Because most firms that survive are profitable, this seems a stupid statement. "We are making a profit, so what are you on about?"
Well, you might be making a profit, but that is a net of profits and losses. Beneath the surface, every customer, every product, every activity, and every employee, is making a profit or a loss for you.
As my mentor Bill Bain used to say, the best way to start making money is to stop losing money.
When some associates and I took over Filofax, the personal organizer company, it was losing money and bleeding cash so much its days appeared numbered. As the new owners and management, so did ours.
But when we looked at the profitability and cash by product, we saw a remarkable x-ray.
As shown in the chart below, just 4 percent of products accounted for 92 percent of sales, 142 percent of profits, and 190% of cash. In other words, 96 percent of products were making enormous losses and sucking up the cash that the 4 percent were providing.

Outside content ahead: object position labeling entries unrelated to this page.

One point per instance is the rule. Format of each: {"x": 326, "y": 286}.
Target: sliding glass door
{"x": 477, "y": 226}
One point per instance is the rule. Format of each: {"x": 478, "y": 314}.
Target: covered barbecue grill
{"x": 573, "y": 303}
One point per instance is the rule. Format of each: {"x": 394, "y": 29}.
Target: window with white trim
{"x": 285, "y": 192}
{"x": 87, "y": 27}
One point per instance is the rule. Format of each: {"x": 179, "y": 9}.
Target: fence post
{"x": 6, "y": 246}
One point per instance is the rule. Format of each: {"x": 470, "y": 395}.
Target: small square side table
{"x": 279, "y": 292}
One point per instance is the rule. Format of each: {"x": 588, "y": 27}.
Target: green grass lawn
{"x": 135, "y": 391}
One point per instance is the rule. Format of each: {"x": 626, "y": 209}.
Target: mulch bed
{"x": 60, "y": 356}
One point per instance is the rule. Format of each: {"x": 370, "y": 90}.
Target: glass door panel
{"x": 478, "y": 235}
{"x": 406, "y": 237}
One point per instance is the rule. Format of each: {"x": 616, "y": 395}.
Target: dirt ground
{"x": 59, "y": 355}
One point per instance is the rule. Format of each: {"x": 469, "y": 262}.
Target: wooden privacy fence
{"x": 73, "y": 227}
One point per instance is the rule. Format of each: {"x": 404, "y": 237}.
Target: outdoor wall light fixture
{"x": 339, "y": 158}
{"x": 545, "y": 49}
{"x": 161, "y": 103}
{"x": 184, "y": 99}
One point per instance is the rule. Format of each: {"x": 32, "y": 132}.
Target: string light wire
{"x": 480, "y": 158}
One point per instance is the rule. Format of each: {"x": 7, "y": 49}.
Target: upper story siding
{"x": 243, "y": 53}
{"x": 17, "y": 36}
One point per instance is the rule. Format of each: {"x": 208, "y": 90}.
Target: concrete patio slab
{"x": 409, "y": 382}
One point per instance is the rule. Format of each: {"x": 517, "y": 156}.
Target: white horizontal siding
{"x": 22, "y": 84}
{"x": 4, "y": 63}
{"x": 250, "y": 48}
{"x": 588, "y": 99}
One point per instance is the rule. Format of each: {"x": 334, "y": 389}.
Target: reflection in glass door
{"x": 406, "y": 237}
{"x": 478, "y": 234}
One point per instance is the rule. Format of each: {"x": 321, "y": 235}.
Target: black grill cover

CHART viewable at: https://www.dropbox.com/s/xm3u5pow5an31tl/blog%2068.png
Once we knew this, we breathed easier. We cut out the great majority of products, selling off the excess stock at rock-bottom prices that nevertheless gave us cash to survive. We stopped making any more of those products, which also saved cash. We cut the costs of the vital few products, and improved their quality and appearance. We also cut their prices in line with the cost cuts. We eliminated the overhead that had been necessary for all the products that never sold.
Within three years, the volume sales of those products had quadrupled, we were back to healthy profits, and the stock price had gone from 13 to 160. Remarkable? Not really. We just stopped subtracting value. We didn't feel like heroes. We felt like idiots for not realizing earlier what was wrong. But at least we were alive.
I don't need to spell it out. Go figure what value you and your firm are subtracting. You will be amazed. Then save energy. Stop doing what is holding you back.